Web scraping is a simple Selenium project to scrap data from a local provincial government web site.
This repo is free to fork or download, it is a selenium and beautiful soup learning project. Make to sure to follow all usage conditions posted by the owner of the web site.
- req.py contains python code to extract company information from the corresponding public web site (only returns data from the first page)
- This script controls a Chrome Browser on your local machine
- Save features to csv, json, excel
- Extract owners and managers from detailed information
git clone https://github.com/poivronjaune/web_scraping.git : Clone this repo to your workspace
python -m venv env : Create a virtual environment
env\Scripts\Activate : Activate the virtual environment (windows)
python -m pip install --upgrade pip : Upgrade your pip tool
pip install -r requirements.txt : Install python packages
.env : Create an .env file and insert the following line ` CHROME_DRIVER_LOCATION = "C:<path>\chromedriver.exe". Replace <'path'> with the location of your chromedriver.exe file
The selenium package controls a web browser installed on your local machine. Please follow instructions on the pypi installation page : https://pypi.org/project/selenium/ to setup correctly. In a word, you need a special program called "chromedriver.exe" that will be accessible by your app.
The ChromeDriver program is produced and distributed by google.
Once installation is complete, run python app.py <search_str>. The script will:
- open a Chrome Web Browser
- enter the <search_str> in the web site form
- automatically submit the form
- extract all company information found (loops through all pages available)

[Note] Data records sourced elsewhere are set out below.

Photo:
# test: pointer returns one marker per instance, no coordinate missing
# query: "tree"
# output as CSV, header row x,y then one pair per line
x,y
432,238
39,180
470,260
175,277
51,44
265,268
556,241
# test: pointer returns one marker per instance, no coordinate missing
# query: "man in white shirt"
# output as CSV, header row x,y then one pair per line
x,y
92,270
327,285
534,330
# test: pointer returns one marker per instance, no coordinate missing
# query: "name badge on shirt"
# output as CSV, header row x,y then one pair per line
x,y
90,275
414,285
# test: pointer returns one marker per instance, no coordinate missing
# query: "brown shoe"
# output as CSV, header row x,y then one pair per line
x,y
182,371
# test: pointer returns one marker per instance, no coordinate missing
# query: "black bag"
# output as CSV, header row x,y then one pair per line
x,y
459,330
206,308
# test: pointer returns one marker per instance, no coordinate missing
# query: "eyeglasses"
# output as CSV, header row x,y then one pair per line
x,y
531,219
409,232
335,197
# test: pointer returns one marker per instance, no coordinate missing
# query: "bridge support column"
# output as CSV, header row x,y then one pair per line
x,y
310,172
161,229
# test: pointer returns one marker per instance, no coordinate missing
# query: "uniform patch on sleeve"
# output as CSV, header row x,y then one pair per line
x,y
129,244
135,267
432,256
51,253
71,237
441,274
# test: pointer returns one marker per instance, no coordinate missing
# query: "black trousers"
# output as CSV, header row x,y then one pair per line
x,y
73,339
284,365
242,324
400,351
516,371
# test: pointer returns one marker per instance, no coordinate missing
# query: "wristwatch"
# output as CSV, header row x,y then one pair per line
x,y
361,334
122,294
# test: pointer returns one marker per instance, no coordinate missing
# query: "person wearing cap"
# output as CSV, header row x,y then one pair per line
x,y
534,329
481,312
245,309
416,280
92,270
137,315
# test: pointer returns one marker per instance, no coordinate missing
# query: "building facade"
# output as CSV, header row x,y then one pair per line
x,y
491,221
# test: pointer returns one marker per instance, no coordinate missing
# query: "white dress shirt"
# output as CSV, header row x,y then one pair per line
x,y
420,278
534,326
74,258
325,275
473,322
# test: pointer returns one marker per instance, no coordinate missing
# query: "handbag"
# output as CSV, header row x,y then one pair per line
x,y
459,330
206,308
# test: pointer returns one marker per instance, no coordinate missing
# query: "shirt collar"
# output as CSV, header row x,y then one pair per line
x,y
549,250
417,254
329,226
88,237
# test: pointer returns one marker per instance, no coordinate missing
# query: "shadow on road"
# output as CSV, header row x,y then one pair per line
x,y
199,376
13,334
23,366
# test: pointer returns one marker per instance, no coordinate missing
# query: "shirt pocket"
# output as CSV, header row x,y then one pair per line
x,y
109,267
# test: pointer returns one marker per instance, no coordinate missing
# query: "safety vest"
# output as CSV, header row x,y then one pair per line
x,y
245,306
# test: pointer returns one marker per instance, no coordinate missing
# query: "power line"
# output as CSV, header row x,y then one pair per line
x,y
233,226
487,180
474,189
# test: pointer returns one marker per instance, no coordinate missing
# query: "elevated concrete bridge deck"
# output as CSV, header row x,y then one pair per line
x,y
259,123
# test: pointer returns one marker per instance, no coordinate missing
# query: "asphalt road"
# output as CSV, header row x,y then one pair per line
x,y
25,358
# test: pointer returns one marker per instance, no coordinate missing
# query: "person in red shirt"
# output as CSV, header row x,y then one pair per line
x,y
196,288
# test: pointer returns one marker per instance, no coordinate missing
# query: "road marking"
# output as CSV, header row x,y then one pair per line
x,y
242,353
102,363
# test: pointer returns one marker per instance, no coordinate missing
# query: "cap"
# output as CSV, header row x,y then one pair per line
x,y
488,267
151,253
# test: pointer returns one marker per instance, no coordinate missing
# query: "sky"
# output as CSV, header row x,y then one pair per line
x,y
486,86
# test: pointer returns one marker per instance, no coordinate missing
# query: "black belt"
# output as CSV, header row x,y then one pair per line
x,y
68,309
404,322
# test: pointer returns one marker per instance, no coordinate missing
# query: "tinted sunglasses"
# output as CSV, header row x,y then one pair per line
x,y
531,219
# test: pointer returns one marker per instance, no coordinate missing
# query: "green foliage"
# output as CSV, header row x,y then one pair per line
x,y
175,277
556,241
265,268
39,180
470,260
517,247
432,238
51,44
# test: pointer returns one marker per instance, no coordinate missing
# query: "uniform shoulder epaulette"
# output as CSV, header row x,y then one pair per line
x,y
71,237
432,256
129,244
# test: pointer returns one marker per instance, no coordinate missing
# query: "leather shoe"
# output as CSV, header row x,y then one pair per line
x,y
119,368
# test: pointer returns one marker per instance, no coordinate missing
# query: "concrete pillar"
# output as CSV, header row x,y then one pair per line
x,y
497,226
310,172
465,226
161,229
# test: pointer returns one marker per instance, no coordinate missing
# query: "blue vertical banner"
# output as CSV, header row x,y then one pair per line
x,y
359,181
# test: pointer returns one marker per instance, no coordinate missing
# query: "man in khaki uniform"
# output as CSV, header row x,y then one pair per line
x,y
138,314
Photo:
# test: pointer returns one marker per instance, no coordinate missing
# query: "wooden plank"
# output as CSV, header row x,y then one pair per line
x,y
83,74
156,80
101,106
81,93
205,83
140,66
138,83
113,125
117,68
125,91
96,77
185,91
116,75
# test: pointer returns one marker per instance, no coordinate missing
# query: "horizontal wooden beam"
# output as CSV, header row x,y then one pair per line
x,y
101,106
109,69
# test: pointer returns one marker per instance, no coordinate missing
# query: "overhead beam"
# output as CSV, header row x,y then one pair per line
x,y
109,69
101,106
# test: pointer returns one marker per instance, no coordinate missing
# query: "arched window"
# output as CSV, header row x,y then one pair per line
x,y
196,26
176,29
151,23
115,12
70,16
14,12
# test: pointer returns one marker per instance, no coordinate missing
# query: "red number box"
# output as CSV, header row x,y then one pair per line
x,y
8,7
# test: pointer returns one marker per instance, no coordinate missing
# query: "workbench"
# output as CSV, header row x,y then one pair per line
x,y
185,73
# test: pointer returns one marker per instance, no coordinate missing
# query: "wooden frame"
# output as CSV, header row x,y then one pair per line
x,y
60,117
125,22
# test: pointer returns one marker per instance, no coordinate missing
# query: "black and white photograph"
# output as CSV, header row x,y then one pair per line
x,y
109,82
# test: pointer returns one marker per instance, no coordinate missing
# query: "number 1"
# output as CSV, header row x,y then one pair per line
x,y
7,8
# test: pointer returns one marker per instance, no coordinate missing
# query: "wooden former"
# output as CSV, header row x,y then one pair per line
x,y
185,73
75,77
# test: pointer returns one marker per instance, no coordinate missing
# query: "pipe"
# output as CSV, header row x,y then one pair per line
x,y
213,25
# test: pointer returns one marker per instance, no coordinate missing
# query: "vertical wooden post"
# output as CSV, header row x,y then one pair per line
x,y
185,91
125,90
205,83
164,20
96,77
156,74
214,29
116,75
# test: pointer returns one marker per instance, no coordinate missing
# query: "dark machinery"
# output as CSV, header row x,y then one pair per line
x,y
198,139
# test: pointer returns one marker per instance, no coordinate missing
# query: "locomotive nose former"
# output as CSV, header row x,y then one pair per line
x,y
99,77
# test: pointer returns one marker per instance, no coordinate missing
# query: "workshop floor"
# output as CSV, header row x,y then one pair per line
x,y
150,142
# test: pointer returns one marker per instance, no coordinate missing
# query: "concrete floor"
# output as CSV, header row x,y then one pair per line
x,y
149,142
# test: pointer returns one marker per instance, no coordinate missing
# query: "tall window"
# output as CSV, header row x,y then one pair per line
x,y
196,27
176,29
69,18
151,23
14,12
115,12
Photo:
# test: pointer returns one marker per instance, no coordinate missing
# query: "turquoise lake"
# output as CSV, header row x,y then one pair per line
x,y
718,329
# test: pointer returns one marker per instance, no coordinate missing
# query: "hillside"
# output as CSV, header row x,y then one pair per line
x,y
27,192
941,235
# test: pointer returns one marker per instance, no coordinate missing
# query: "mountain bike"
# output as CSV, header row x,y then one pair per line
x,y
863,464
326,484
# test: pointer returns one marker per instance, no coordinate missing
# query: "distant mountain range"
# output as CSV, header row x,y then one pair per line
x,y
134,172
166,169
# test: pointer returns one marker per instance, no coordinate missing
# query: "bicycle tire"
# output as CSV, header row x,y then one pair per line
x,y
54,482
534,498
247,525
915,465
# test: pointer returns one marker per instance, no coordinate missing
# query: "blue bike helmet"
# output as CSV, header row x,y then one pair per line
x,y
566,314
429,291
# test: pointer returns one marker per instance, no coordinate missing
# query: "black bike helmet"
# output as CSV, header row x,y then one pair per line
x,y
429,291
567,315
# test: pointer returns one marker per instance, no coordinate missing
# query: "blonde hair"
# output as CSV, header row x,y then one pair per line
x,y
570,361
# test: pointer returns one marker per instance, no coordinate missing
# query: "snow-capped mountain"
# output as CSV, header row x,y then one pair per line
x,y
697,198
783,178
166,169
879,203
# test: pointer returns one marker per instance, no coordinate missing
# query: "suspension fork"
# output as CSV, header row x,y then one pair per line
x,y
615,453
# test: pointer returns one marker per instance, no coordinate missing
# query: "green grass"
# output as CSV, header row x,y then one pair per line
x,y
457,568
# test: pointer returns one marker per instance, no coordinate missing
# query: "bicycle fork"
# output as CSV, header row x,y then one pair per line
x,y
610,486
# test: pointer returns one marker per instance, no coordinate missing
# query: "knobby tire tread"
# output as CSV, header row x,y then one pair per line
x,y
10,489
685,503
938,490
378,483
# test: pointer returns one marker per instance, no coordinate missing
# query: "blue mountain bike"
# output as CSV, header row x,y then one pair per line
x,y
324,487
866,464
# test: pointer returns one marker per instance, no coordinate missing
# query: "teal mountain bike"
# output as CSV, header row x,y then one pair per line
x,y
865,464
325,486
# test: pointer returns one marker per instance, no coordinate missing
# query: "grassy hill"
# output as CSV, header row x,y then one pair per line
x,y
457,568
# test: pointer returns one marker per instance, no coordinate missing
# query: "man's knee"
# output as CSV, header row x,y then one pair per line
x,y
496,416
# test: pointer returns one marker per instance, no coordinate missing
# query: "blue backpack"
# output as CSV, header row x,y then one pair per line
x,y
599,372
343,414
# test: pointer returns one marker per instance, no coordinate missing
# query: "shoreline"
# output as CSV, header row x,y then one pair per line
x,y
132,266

- display results on command line
- wait for user to press ENTER then close the controlled browser
python-dotenv : pyhton package to manage environment variables
selenium : pyhton package to extract data from web sites
beautifulsoup4 : pyhton package to extract information from html web pages
requests : pyhton package offering a simple python HTTP libray
lxml : pyhton package offering XML processing library
pandas : python library to manipulate structured data
openpyxl : Python library used by pandas to save to excel